苏盛霖的嗓音暗哑深沉,却不大不小,正好撞进白向国与许晓琴心里。许亦程应该是为了保护白素素,间接闹了矛盾。
很显然,他们都误解了许亦程。
“我先带程程上去处理伤口……她的手臂一直在流血……”。
两夫妻这才将视线转移到许亦程的身上。左手的衣袖已经被染的深沉,制服是深灰色的,许亦程又一直没反应,也就没有人注意到。
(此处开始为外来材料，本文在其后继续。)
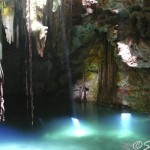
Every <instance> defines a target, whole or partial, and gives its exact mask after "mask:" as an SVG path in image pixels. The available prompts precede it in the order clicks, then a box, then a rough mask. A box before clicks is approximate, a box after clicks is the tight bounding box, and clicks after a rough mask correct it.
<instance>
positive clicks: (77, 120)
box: [71, 117, 80, 126]
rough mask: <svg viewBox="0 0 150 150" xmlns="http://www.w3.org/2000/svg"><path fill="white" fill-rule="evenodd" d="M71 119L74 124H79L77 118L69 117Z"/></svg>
mask: <svg viewBox="0 0 150 150" xmlns="http://www.w3.org/2000/svg"><path fill="white" fill-rule="evenodd" d="M71 120H72V122H73V124H74V125H75V126H80V123H79V120H78V119H77V118H73V117H71Z"/></svg>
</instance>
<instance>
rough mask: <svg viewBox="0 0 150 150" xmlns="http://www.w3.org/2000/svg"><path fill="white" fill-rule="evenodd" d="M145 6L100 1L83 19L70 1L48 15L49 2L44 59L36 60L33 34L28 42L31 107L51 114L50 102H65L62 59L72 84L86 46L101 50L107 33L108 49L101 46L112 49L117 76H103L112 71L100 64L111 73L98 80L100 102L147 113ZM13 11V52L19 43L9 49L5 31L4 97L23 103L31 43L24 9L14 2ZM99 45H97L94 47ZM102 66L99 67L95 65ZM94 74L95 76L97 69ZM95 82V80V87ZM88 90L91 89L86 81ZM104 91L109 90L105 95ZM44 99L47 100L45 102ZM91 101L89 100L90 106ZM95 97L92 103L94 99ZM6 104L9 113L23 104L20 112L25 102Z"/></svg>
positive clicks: (146, 62)
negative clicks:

苏盛霖走上前,无视白素素护犊的动作,抱起许亦程的身子转身就走。
感受到怀里的重量,眉间折痕频现。这点体重不该是这个年龄段的孩子有的,她是营养不良吗?
低下头,许亦程还是雷打不动的老样子。这性子活该受罪。
苏盛霖本想把许亦程带回她自己的房间,却在开门瞧了眼她的床铺后掉头折回了隔壁自己的卧室。
脚步停顿,把许亦程放下,在他还没开口前,许亦程已经在房中找了把椅子乖乖地坐下等他。
苏盛霖暗自点头,算她有自知之明。
他有轻微洁癖,不喜欢外人摆弄自己的所有物,对于带许亦程来自己房间处理伤口已经是格外开恩了。
没有带上门的好习惯,所以在苏盛霖再度折返的时候,入眼看见许亦程仍旧是自己离开时的姿势。
“把外套脱了,给你上药”。
苏盛霖的房间很干净。黑白占大部分的主色调,整个空间让人感到非常压抑。
上药的过程中许亦程的视线一直落在窗沿上,苏盛霖几乎就要怀疑她是不是不存在痛感。
擦药水的时候故意下重了一点手劲,许亦程终于把焦点转回到了他的手上,贝齿咬过下唇,嘴巴动了动却没有发出声。
“痛就喊出来,装什么成熟。”
许亦程无视他的话,夺过药水,起身就要走。
呵,这就生气了?原来小鬼也是有脾气的。
苏盛霖也不管许亦程的伤情到底如何,拉过她刚才坐的椅子,好整以暇讲起了自己的经历,丝毫不觉得曾经生活过的日子是耻辱。
“在福利院同批生活的分三类人。”
“一种是因为自我本身怯弱,躲在角落里人人可以掐上一把的,这类人哪怕被领养走了也不会得到养父母多好的待遇;而一种是在抵抗过程中迫使自己强大,然后反过来去欺压那些曾经虐待过自己的,这一类人往往最终导致心理扭曲变形,恨不得把世界踩在脚底下,任予凌辱,这样可怖的孩子是不会讨饲主欢喜的……还有一种,是挺上前主动受欺凌的,可他们却永远是最先被领养选择的孩子,知道是为什么吗?”